The Statistics of Emission and Detection of Neutrons and Photons

Abstract: One particular purpose of nuclear safeguards, in addition to accounting for known materials, is the detection, identifying and quantifying unknown material, to prevent accidental and clandestine transports and uses of nuclear materials. This can be achieved in a non-destructive way through the various physical and statistical properties of particle emission and detection from such materials. This thesis addresses some fundamental aspects of nuclear materials and the way they can be detected and quantified by such methods. Factorial moments or multiplicities have long been used within the safeguard area. These are low order moments of the underlying number distributions of emission and detection. One objective of the present work was to determine the full probability distribution and its dependence on the sample mass and the detection process. Derivation and analysis of the full probability distribution and its dependence on the above factors constitutes the first part of the thesis. Another possibility of identifying unknown samples lies in the information in the "fingerprints" (pulse shape distribution) left by a detected neutron or photon. A study of the statistical properties of the interaction of the incoming radiation (neutrons and photons) with the detectors constitutes the second part of the thesis.
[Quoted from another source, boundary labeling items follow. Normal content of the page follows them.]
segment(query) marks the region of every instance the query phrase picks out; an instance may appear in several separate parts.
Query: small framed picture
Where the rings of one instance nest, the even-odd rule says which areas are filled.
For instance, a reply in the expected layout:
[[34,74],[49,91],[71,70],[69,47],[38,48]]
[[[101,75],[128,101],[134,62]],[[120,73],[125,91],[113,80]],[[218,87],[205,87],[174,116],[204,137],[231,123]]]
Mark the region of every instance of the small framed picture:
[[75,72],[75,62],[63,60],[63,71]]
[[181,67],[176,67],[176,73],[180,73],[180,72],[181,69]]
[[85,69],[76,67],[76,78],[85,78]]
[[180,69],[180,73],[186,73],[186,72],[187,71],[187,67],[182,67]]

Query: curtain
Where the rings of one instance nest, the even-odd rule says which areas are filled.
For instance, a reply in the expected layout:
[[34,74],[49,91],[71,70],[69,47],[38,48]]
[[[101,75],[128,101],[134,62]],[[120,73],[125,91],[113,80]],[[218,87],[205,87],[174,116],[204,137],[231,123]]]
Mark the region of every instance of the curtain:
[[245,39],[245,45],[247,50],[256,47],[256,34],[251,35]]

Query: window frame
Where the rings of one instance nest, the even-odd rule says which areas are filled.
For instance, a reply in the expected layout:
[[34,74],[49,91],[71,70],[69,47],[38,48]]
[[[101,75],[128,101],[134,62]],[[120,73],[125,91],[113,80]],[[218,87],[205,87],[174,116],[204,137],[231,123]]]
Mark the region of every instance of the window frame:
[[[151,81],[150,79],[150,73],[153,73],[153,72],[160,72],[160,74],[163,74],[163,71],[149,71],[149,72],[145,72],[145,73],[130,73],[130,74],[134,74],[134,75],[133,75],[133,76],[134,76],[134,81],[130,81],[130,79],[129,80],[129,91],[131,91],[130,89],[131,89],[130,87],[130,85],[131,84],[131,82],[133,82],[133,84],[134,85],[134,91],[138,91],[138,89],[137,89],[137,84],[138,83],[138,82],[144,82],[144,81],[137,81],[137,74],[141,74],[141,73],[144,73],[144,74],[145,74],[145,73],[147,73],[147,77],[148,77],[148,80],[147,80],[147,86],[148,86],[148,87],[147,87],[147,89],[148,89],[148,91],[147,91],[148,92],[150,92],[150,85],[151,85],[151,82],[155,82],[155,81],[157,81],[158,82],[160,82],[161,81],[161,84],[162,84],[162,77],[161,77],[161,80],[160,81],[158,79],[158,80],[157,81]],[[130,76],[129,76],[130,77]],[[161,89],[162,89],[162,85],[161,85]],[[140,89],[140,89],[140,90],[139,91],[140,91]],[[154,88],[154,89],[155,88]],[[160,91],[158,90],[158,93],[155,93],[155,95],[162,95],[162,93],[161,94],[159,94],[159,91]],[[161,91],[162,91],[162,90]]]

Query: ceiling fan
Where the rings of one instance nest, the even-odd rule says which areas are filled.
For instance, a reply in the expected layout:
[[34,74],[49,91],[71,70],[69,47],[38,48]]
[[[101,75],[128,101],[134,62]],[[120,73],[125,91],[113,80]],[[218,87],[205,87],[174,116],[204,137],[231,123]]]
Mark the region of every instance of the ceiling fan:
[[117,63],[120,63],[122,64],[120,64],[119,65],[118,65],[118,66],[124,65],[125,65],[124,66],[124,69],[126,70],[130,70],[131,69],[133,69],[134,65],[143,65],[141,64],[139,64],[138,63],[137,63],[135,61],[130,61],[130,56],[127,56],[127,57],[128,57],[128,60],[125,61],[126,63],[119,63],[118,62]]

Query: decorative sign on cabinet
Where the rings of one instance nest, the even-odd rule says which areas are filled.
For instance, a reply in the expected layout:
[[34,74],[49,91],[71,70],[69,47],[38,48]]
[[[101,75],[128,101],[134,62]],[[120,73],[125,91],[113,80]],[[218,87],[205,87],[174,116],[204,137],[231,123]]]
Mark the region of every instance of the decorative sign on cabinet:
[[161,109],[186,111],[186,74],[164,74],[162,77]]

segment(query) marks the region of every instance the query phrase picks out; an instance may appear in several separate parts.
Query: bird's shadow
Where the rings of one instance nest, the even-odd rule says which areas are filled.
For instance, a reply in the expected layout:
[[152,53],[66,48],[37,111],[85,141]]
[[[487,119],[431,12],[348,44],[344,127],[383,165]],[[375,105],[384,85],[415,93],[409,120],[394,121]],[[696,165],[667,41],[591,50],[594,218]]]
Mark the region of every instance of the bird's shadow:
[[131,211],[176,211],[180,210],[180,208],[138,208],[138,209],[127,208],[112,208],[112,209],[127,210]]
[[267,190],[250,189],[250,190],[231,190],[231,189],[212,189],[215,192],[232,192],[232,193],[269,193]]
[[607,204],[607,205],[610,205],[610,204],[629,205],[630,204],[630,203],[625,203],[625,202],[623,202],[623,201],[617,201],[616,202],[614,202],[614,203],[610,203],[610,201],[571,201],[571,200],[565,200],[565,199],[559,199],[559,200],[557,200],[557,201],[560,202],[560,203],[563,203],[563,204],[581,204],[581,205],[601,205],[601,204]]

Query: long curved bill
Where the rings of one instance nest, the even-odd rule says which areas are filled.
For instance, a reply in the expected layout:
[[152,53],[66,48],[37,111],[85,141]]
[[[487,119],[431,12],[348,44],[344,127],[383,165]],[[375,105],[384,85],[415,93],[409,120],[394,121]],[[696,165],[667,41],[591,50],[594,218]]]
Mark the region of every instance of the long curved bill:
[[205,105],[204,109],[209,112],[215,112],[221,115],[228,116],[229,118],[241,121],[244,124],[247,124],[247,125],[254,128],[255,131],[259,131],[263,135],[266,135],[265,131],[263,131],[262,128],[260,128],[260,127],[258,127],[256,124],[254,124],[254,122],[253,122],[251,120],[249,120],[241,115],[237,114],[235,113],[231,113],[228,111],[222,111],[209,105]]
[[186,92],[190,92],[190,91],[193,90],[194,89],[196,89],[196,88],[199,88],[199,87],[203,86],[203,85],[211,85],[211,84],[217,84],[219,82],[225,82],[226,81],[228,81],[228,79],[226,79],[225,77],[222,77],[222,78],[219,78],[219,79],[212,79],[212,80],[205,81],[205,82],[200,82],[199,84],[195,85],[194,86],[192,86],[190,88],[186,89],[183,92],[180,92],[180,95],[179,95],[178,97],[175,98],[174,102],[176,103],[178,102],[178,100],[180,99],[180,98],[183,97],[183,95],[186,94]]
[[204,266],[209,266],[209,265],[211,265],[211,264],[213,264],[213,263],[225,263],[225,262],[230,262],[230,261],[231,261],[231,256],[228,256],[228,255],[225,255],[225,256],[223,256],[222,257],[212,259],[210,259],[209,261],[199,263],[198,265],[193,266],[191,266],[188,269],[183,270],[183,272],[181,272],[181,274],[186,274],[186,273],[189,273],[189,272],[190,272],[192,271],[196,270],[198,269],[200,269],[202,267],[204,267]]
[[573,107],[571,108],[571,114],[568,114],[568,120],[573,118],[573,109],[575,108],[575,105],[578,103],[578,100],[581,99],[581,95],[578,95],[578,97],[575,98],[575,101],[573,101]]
The interaction between fast neutrons and organic scintillation detectors is derived, and compared to Monte Carlo simulations. An experimental approach is also addressed in which cross correlation measurements were made using liquid scintillation detectors. First the dependence of the pulse height distribution on the energy and collision number of an incoming neutron was derived analytically and compared to numerical simulations. Then an algorithm was elaborated which can discriminate neutron pulses from photon pulses. The resulting cross correlation graphs are analyzed and discussed whether they can be used in applications to distinguish possible sample signatures to identify unknown nuclear materials.